Where are the Connected Reality Games?
Concepts of connected reality games emerged as a result of the merging of tech and entertainment, taking up where innovations in augmented and virtual reality technology left off.
Online casinos started it all in the early 2000s with live dealer games, where actual human dealers were streamed via video onto the screens of players, merging the physical and virtual worlds. It allowed gamers worldwide to experience the atmosphere of a casino from the comfort of their own homes. That legacy persists today through operators like the Horseshoe Casino, which offers the Horseshoe Casino Promo Code, providing a unique welcome bonus that can be used in all kinds of games, including live dealer ones.
By the 2010s, advances in low-latency video streaming and robotics led developers to push this concept further by producing games where users were allowed to manipulate physical objects in real time. OneShot Golf, released by 54eDev Studios in 2021, was a fine example, allowing users to utilize smartphones to drive real-world golfing robots around a mini-golf course, with movements such as swinging a club occurring in real time via ultra-low-latency video.
This represented a shift from pure virtual simulation to a hybrid experience, so-called “connected reality,” where real-world mechanics are merged with digital control.
Connected reality games rely on an equal mix of hardware and software.
At OneShot Golf, a player views a live stream of a camera placed on a robot on an actual mini-golf course via a mobile application. The app’s interface provides accurate control over the robot’s movements, such as putting using the putter and adjusting swing force, with no delay.
It does so through ultra-low-latency video streaming, so that when you touch your phone, it gets translated into physical world action instantaneously within milliseconds. Sophisticated robotics, high-speed internet, and real-time video processing are needed to preserve the sense of direct manipulation. Unlike traditional video games that simulate physics, connected reality games use the real world as their physics engine, delivering authentic outcomes that can’t be replicated by digital simulations. For instance, a wayward shot in OneShot Golf will behave as it would on a real course, with real gravity and friction.
Despite their potential, connected reality games remain rare.
The main challenge is the development cost and complexity. Creation of a game such as OneShot Golf does not only require software expertise but also physical infrastructure in terms of warehouses for hosting courses and robots, and maintenance personnel to keep it running.
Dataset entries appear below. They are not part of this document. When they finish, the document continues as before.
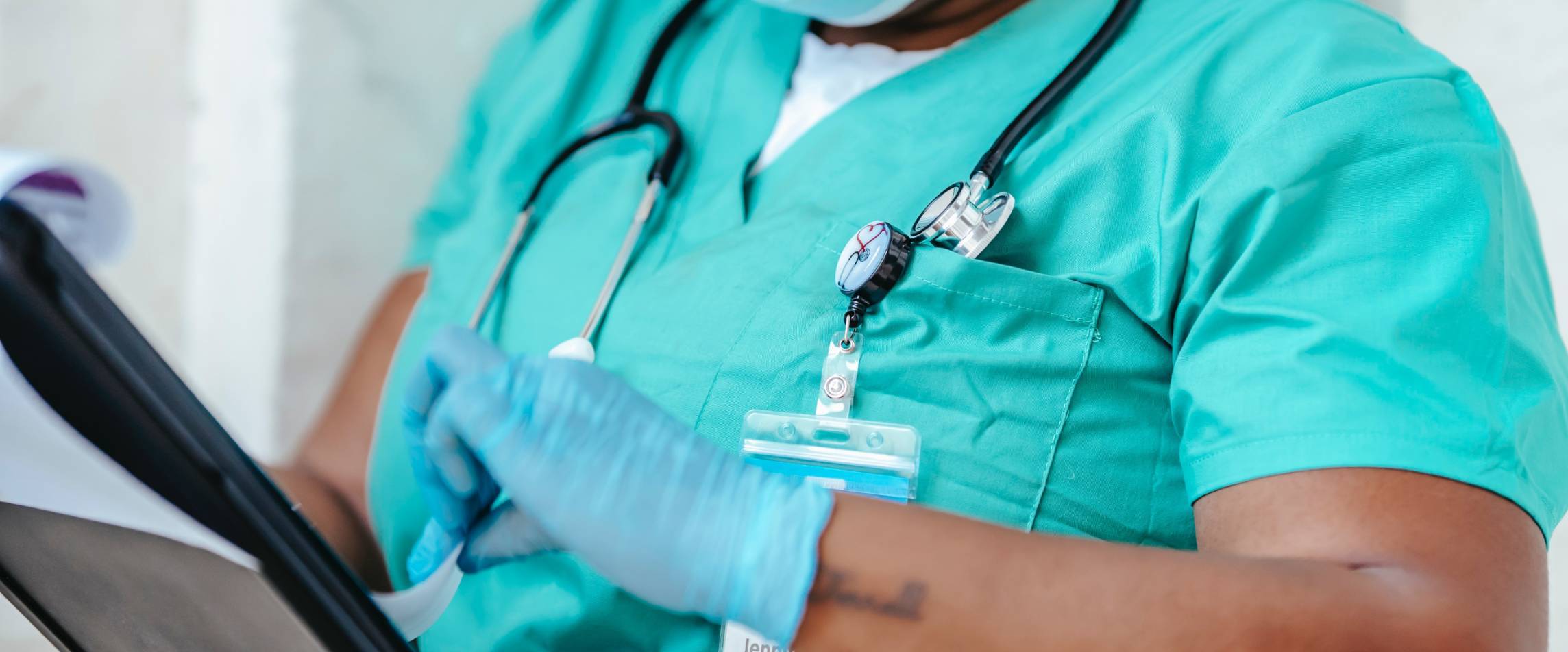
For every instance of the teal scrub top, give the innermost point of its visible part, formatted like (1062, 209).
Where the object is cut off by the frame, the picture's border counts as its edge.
(1264, 236)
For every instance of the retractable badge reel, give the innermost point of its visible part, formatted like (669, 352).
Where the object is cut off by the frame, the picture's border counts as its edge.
(830, 447)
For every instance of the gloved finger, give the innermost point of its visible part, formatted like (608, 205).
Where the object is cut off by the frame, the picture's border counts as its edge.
(489, 413)
(449, 508)
(433, 547)
(504, 535)
(471, 403)
(454, 351)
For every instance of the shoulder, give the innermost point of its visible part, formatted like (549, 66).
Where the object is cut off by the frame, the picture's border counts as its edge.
(1269, 60)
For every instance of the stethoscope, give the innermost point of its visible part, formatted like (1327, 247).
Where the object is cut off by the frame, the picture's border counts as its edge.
(960, 216)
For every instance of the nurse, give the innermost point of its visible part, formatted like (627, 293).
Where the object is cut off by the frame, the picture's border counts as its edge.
(1266, 358)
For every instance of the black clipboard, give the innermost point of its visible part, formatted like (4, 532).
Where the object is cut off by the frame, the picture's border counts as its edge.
(96, 371)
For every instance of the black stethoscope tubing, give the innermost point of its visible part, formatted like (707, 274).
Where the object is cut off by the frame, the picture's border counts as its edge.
(661, 173)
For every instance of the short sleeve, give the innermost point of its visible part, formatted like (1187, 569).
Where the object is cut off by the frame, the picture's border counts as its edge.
(1366, 289)
(452, 199)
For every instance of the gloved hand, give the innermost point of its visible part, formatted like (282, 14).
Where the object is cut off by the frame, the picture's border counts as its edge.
(596, 469)
(461, 494)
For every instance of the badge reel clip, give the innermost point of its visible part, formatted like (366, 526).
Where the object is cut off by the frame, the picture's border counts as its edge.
(829, 447)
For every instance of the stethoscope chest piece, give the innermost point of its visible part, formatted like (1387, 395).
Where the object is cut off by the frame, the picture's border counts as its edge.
(872, 262)
(960, 221)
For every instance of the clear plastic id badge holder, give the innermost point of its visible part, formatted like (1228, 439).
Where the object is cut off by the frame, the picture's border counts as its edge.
(869, 458)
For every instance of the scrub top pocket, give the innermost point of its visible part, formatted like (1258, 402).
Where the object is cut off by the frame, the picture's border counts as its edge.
(981, 358)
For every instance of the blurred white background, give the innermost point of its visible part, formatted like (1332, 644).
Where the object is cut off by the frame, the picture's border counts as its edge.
(275, 151)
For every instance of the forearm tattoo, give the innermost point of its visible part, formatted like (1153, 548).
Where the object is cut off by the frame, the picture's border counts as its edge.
(833, 588)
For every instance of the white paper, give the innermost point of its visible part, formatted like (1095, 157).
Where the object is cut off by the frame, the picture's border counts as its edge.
(46, 464)
(80, 204)
(417, 607)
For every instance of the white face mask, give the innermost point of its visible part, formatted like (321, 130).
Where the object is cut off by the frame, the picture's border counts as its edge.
(842, 13)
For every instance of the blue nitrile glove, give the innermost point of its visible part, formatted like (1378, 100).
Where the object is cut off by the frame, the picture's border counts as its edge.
(460, 494)
(612, 479)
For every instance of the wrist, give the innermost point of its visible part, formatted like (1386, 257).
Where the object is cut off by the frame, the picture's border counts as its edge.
(778, 557)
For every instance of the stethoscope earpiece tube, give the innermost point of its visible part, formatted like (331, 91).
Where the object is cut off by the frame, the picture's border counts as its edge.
(993, 160)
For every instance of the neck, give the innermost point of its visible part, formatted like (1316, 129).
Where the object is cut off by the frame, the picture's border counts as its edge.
(926, 25)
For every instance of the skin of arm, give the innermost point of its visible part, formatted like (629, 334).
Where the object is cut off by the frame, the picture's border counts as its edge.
(1322, 560)
(327, 477)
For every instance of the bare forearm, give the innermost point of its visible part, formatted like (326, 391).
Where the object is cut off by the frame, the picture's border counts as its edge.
(896, 577)
(327, 479)
(336, 521)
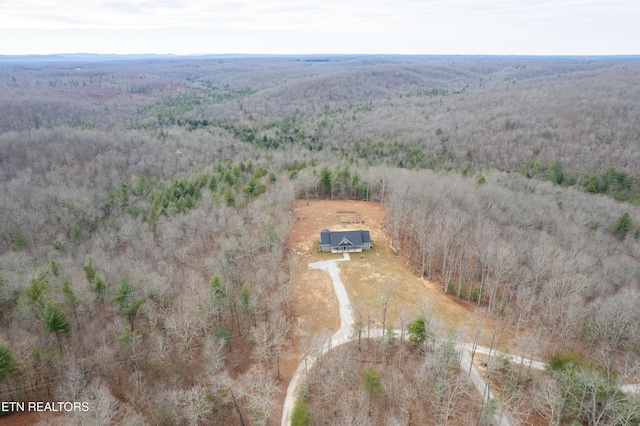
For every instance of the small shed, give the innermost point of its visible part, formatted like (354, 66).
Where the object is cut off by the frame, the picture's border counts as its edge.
(345, 241)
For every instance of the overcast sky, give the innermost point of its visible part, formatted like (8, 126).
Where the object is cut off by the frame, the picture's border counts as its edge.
(495, 27)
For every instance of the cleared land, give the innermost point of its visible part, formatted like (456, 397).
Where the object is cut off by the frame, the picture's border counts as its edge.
(368, 276)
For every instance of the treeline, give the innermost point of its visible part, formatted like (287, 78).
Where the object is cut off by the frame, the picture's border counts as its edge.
(539, 256)
(144, 210)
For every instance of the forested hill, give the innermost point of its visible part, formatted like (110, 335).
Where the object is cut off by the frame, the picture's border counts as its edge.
(144, 208)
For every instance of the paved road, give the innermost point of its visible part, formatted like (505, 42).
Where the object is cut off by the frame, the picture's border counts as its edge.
(345, 332)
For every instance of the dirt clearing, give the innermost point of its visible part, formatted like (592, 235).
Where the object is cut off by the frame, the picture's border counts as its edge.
(368, 277)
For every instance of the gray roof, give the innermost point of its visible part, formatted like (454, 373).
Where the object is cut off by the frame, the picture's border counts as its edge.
(344, 238)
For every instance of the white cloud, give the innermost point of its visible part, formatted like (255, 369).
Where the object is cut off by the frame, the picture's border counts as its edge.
(406, 26)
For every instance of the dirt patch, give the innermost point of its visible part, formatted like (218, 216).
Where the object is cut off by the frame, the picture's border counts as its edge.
(367, 277)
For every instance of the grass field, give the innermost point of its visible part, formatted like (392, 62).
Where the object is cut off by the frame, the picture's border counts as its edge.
(368, 277)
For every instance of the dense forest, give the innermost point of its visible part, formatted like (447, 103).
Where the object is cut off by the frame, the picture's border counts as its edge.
(145, 206)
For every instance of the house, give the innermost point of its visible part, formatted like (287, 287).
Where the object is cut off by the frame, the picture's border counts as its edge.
(345, 241)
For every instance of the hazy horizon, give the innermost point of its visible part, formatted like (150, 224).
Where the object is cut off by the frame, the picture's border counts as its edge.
(407, 27)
Ultra-low-latency video also constrains scalability, as it demands high-quality internet infrastructure that is not widely available. In addition, the niche interest of manipulating real-world objects using a phone continues to be as well-liked as completely virtual games such as Golf+ or conventional AR applications.
Development is also hindered by regulatory issues, for example, ensuring fair play for competitions that offer prizes. Few studios have ventured into this space, including 54eDev, with few other games, distant-control robot soccer or drone racing, for instance, coming close to the same level of polish or awareness among the general public.
By bridging the gap between virtual interfaces and real-world action, they provide a distinct sense of presence that cannot be achieved through VR and AR alone.
OneShot Golf is the only game that provides real-time tournament competition, winning physical prizes, and even interacting with human hosts that appear on the course, providing a social aspect not available in most digital games. This tech can be applied to other sports, like remote-control bowling or archery, where users play with actual equipment remotely.
Outside gaming, connected reality can be utilized in education, training, and manufacturing examples, like students controlling lab equipment remotely or engineers manipulating equipment in dangerous environments.
In the meantime, AR games that superimpose virtual information on the real world are already enhancing casino games, such as displaying virtual poker tables on top of real tables or offering real-time game statistics. The combination of AR’s connectedness and haptic nature of connected reality can potentially transform interactive entertainment for good, with greater inclusivity and immersion.
The path of connected reality and AR gaming signifies that the future will behold even further blurring of physical and virtual boundaries.
As 5G networks spread out and robotics grow more affordable, the obstacles to developing connected reality games will fall, and we might experience a rush of titles in every genre.
AR, already successful in mobile experiences such as Golf AR Anywhere, would be combined with connected reality to produce hybrid experiences, for example, a virtual game of golf on an actual course supplemented with digital overlays. Social features of such games, such as in live dealer casino games and OneShot Golf’s human interaction, point toward the increasing popularity of shared real-time experience.